Drosophila suzukii (Matsumura), commonly known as Spotted Wing Drosophila (SWD), is a worldwide serious economic threat to the production of berries and stone fruits. The chemical control widely used against this pest is often not able to preventing yield losses because wild flora offers an abundance of fruits to D. suzukii where the pest is able to reproduce and from where it recolonizes neighbouring cultivated fields.
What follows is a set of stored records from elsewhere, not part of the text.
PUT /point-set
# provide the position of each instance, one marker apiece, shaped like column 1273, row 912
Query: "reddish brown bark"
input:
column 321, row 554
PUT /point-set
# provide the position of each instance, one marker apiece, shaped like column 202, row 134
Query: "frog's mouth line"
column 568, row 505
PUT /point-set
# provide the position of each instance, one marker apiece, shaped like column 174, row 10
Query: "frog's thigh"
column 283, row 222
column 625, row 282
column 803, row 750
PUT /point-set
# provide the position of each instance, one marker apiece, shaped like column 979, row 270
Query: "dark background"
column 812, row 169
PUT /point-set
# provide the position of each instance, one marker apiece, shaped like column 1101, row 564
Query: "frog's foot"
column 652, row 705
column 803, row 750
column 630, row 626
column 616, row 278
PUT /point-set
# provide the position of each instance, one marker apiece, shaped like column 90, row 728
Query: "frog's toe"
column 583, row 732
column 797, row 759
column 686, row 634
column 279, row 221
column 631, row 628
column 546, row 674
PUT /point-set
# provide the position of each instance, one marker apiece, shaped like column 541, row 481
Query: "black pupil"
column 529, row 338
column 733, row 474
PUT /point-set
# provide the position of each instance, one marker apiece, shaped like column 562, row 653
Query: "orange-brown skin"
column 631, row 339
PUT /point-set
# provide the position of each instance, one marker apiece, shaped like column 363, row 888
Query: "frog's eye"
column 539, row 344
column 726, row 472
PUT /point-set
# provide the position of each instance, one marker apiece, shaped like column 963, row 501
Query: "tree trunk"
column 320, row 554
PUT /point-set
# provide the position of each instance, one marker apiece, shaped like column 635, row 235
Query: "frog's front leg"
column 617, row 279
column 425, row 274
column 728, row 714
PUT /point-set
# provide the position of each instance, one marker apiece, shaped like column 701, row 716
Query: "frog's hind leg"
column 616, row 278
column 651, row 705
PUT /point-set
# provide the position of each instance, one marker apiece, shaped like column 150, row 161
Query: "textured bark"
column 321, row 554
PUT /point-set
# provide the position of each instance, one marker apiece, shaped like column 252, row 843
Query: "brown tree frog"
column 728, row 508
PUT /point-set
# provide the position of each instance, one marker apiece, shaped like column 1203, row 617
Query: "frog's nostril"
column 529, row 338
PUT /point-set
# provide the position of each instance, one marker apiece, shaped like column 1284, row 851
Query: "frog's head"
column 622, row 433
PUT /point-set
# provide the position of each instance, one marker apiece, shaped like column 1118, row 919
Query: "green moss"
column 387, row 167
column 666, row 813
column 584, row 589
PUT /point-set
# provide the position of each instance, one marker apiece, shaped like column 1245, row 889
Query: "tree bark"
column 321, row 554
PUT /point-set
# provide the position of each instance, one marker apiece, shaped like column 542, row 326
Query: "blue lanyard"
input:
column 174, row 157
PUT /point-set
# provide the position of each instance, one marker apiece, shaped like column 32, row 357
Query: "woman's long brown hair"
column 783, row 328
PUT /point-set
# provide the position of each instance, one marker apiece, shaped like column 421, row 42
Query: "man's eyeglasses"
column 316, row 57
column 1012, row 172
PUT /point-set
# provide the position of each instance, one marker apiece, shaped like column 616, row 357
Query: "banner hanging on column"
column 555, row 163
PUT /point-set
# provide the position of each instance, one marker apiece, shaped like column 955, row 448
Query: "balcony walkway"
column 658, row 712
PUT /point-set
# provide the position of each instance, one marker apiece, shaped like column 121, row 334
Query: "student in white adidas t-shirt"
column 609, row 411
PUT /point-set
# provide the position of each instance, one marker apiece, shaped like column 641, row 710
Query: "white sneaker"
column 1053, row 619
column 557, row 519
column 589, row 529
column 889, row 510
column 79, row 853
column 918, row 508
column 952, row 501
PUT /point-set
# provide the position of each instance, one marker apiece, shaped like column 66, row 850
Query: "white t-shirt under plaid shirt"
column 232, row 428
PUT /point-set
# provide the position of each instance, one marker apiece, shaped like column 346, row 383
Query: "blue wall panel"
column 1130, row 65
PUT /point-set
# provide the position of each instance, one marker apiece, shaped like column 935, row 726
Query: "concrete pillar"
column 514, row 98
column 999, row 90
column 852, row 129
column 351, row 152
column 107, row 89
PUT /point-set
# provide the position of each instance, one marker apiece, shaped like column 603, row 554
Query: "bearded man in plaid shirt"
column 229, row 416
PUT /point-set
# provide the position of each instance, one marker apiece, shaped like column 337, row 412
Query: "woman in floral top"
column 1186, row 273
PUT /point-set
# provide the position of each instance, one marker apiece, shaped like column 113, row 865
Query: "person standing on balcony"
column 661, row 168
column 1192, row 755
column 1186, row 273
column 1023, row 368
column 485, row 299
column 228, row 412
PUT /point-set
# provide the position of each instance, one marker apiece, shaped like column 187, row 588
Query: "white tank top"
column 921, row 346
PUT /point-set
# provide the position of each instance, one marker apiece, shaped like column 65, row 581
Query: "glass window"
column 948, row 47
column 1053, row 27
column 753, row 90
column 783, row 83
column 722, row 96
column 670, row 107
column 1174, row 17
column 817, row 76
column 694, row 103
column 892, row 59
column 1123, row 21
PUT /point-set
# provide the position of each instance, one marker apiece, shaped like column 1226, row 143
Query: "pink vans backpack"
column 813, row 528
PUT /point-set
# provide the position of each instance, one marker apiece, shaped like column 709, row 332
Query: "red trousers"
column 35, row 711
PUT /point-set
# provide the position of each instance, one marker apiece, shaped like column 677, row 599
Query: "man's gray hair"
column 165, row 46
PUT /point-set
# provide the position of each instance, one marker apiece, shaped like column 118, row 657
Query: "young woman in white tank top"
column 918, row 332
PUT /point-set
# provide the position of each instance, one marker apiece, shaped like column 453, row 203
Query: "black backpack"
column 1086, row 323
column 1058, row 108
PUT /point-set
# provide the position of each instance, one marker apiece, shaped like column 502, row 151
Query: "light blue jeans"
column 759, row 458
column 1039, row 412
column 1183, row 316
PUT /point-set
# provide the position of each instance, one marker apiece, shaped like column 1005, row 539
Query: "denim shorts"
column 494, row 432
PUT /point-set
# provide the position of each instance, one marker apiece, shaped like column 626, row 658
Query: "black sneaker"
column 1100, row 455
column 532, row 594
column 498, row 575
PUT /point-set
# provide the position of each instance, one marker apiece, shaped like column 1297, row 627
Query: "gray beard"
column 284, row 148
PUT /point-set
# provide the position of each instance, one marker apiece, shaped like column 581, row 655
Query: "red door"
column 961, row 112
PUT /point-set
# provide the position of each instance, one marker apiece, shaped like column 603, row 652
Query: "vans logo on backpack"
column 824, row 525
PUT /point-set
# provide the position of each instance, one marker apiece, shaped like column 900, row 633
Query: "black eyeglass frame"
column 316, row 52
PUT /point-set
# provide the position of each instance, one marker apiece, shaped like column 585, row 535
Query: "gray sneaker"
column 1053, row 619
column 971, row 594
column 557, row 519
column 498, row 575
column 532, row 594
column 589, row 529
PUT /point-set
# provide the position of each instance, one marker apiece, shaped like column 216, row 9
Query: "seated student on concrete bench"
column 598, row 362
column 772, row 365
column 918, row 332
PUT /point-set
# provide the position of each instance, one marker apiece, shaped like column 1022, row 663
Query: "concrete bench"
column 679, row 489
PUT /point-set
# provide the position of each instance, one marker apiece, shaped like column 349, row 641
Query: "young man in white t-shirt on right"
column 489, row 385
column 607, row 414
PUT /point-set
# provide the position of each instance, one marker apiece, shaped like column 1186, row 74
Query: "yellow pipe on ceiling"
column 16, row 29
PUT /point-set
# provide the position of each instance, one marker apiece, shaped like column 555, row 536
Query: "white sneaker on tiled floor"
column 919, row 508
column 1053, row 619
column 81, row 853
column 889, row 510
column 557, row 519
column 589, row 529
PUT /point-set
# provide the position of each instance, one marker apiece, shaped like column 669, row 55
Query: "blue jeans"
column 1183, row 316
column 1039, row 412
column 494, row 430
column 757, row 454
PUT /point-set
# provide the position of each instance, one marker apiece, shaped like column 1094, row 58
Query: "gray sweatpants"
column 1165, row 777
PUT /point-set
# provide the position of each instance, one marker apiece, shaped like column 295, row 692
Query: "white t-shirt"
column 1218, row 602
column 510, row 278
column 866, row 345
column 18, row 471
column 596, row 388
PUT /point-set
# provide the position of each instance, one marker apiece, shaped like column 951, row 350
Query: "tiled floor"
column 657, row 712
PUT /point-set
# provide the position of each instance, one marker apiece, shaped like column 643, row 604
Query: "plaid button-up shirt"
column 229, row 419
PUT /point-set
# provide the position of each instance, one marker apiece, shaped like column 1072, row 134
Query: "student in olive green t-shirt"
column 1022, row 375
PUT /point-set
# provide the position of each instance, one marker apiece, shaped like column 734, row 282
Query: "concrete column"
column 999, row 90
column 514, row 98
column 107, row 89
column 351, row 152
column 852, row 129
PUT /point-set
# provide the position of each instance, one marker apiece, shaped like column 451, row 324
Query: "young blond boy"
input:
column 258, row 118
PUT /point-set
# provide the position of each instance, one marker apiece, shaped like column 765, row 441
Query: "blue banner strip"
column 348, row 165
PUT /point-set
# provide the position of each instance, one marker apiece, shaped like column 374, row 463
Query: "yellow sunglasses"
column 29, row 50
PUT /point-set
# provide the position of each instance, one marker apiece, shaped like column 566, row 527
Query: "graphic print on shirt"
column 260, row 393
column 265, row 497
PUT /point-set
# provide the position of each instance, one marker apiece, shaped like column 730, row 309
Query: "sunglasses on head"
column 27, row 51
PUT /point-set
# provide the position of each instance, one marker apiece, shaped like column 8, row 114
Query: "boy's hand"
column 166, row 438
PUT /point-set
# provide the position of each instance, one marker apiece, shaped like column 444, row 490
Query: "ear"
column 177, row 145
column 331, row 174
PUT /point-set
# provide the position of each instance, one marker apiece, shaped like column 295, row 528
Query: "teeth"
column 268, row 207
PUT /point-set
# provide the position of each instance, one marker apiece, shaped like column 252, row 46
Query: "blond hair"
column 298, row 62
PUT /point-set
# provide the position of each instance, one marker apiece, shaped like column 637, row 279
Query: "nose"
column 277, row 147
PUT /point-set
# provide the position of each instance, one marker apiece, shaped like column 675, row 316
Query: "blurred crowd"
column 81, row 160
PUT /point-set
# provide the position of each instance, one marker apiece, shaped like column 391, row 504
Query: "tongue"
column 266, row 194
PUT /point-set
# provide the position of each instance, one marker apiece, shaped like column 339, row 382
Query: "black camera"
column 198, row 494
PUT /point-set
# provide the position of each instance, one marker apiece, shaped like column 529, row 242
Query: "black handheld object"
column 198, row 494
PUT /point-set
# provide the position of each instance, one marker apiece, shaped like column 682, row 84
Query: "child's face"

Alternatively, within Integrated Pest Management protocols for D. suzukii, biological control could play a key role by reducing its populations particularly in non-cultivated habitats, thus increasing the effectiveness and reducing the side negative effects of other management strategies. Because of the scarcity and of the low efficiency of autochthonous parasitoids in the new invaded territories, in the last few years, a number of surveys started in the native area of D. suzukii to find parasitoid species to be evaluated in quarantine structures and eventually released in the field, following a classical biological control approach. This paper reports the results of these surveys carried out in South Korea and for the first time in China. Among the parasitoids collected, those belonging to the genus Asobara Foerster resulted dominant both by number and species diversity. By combining morphological characters and the mitochondrial COI gene as a molecular marker, we identified seven species of Asobara, of which two associated with D. suzukii, namely A. japonica and A leveri, and five new to science, namely Asobara brevicauda, A. elongata, A mesocauda, A unicolorata, A. triangulata. Our findings offer new opportunity to find effective parasitoids to be introduced in classical biological control programmes in the territories recently invaded by D. suzukii.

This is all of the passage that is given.